Mikhail Balakin. The name Iskander spoke with such hatred. The enemy he’s been trying to eliminate before walking away from his criminal empire. Now I understand why he was so desperate to keep me protected though every security measure felt excessive until this moment when none of it mattered.
The car speeds through Charleston traffic while I sit trapped between armed men who see me as nothing more than leverage against the man I love. Every bump in the road sends waves of anxiety through me, and I worry about my blood pressure spiking while carrying babies who need me to stay calm and safe.
My phone rests in my purse, probably useless since these men certainly anticipated Iskander would try to track me through it. The gender results envelope remains clutched in my hand, a symbol of the future we might never get to share if this goes wrong.

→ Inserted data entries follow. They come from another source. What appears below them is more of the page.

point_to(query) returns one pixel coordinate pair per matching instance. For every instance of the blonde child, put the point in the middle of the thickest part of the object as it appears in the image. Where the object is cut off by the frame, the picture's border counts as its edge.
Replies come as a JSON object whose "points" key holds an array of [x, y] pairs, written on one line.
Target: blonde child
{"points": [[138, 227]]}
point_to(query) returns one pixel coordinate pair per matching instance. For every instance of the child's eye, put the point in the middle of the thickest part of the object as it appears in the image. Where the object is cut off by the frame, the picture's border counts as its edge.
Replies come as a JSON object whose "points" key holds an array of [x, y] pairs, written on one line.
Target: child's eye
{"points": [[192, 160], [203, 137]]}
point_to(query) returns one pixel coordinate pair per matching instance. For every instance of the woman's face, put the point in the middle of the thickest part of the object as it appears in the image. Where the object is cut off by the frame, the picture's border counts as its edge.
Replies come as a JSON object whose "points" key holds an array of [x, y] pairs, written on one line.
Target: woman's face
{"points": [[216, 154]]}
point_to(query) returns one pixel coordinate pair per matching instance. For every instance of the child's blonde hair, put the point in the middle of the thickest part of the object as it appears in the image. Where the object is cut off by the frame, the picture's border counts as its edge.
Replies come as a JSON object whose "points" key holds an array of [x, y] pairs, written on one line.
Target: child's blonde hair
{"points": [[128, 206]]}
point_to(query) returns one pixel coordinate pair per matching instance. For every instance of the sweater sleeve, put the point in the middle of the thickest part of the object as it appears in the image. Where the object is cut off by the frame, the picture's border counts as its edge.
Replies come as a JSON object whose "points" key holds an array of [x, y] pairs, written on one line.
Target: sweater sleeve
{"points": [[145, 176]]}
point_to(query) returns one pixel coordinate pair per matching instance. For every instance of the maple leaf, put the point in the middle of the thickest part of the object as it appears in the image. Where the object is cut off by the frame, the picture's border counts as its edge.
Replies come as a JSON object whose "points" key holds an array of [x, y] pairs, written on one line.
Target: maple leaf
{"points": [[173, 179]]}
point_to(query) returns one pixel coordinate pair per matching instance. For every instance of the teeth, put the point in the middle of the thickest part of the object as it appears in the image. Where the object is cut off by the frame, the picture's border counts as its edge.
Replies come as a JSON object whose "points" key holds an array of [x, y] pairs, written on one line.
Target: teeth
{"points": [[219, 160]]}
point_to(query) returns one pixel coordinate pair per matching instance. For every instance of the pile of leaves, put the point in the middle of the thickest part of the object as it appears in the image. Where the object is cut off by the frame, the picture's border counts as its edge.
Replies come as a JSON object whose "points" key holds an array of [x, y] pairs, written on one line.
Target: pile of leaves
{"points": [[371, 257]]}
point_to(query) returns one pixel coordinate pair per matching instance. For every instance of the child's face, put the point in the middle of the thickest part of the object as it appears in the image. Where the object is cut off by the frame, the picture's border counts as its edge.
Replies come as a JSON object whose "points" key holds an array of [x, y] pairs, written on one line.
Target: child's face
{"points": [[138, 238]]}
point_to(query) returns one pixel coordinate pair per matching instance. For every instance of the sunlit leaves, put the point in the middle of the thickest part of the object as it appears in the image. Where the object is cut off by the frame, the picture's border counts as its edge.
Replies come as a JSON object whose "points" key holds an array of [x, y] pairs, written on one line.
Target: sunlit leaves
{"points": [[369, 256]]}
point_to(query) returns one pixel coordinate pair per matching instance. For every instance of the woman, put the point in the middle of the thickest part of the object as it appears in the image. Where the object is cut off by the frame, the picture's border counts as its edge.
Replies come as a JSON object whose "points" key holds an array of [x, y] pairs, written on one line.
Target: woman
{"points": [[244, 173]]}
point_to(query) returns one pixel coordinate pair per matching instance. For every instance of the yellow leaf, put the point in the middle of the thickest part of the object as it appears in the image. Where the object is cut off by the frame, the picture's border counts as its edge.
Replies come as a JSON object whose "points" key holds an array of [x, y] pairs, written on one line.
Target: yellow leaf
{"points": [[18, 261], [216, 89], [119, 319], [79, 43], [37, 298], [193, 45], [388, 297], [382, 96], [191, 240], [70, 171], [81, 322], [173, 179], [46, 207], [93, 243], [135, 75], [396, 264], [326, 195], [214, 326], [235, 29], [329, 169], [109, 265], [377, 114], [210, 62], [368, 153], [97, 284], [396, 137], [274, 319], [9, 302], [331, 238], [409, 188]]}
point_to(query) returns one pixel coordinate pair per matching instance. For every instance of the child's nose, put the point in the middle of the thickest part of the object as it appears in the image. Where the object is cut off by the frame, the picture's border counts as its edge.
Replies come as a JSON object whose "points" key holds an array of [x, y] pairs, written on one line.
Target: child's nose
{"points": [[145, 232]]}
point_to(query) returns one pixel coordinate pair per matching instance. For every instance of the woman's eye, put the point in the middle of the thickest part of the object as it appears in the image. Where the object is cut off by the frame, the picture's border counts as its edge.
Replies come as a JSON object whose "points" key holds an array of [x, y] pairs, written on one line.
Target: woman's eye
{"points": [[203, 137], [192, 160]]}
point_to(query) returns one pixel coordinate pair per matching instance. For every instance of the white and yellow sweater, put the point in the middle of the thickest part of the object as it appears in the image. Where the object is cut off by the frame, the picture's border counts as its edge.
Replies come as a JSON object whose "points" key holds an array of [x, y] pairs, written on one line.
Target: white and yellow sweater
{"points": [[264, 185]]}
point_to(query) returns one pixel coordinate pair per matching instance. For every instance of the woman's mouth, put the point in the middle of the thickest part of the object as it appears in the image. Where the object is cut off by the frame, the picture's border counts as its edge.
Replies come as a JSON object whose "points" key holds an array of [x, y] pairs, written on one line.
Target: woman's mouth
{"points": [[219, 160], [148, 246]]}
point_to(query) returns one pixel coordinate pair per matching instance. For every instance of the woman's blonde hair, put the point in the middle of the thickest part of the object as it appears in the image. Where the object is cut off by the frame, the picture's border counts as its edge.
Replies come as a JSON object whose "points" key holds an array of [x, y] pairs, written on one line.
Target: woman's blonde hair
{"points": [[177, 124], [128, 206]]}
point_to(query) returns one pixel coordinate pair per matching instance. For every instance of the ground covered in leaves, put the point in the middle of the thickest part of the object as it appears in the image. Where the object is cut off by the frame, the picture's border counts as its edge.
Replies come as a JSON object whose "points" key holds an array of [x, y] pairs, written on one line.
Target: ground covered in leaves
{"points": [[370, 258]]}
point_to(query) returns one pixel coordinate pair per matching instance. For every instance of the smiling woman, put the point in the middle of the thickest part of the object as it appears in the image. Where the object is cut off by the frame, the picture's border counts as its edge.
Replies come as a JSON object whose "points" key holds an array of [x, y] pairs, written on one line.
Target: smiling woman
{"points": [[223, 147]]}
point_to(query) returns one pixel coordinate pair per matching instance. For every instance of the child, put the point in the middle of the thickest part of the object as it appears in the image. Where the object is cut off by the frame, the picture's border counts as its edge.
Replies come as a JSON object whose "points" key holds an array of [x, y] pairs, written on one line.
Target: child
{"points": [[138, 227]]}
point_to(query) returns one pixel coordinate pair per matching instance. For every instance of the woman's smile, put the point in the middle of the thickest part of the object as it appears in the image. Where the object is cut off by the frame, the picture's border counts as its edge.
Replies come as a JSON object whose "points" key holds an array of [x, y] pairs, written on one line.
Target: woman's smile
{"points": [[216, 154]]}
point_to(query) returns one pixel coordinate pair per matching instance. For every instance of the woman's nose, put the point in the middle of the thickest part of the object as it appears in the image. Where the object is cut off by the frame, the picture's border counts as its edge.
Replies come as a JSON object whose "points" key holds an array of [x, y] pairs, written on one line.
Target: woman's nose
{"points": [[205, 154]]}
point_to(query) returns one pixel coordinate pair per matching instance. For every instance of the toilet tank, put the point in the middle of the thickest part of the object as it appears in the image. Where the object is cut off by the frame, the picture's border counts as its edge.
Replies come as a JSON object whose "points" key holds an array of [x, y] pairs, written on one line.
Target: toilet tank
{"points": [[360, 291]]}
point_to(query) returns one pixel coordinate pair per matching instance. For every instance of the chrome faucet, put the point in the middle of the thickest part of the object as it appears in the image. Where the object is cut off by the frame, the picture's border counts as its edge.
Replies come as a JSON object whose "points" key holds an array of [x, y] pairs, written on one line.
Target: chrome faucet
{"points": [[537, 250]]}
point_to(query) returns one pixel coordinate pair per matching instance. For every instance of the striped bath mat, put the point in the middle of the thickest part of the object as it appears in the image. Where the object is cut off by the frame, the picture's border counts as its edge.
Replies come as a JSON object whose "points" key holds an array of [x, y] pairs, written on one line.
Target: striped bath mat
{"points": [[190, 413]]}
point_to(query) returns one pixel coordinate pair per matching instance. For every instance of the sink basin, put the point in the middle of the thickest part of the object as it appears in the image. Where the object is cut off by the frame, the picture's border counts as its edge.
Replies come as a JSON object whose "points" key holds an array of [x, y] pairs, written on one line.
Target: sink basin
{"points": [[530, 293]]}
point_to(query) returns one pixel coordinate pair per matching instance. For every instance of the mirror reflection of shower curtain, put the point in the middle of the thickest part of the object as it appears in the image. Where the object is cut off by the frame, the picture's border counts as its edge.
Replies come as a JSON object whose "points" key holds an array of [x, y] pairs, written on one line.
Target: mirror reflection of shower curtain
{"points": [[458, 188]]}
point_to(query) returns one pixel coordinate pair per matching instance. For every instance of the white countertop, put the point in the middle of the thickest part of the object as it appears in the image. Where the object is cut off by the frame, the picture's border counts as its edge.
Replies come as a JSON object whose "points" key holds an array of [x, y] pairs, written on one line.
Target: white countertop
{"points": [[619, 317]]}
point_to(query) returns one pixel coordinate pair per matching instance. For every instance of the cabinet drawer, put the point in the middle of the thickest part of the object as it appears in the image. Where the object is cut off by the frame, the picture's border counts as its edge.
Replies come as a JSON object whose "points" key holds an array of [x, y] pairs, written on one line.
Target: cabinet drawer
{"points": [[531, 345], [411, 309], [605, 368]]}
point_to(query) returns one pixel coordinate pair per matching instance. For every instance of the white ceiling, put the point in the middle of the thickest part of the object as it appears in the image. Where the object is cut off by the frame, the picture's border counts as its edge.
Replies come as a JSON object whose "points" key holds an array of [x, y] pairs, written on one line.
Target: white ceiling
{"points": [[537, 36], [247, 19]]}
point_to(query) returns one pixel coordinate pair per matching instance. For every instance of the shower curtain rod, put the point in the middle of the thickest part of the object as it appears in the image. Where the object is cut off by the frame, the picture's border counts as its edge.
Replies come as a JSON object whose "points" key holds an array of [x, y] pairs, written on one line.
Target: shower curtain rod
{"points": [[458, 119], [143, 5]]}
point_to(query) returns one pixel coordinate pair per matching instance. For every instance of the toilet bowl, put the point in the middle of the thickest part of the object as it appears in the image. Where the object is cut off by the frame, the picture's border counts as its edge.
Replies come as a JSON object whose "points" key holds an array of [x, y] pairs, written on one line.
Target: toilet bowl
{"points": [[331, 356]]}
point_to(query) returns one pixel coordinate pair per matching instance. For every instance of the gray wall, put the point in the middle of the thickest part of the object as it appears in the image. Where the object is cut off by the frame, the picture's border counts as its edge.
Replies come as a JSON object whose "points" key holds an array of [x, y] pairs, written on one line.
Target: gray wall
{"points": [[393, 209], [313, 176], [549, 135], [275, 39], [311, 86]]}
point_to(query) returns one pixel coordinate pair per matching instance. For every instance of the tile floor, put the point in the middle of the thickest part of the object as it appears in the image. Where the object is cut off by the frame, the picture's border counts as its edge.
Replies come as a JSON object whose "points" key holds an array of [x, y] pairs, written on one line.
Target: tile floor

Through the car windows, I watch familiar Charleston streets pass by as we head toward whatever location Mikhail has chosen for his confrontation with Iskander. The Spanish moss draped trees and historic architecture look surreal from inside this nightmare, like pieces of a normal world I might never see again.
“How long have you been watching me?” The question emerges despite my fear, driven by need to understand how completely I’ve been exposed.
The man beside me adjusts his grip on the weapon without answering, but the driver glances at me in the rearview mirror.“Long enough to know your schedule, your habits, and exactly when you’d be most vulnerable.”
I flinch. They’ve been studying me for weeks to learn my routines and identify opportunities to strike when Iskander’s protection couldn’t reach me. They clearly chose my appointment day because it’s about the only time I leave his estate these days. Every moment I felt watched but dismissed as paranoia was actually hostile surveillance by people planning this exact scenario.
I close my eyes and try to control my breathing, remembering Dr. Layton’s warnings about stress and blood pressure. The babies depend on me staying as calm as possible while navigating whatever Mikhail Balakin has planned. The envelope in my hand reminds me Iskander and I have too much to lose to let this destroy our future.
When I open my eyes again, we’re leaving the city limits and heading toward rural areas where screaming won’t bring help. Whatever happens next, I have to survive it for the children I’m carrying and the man who loves me enough to go to war for our family. The afternoon sunlight that felt so hopeful twenty minutes ago now seems to mock the terror filling my chest as we drive toward an uncertain fate.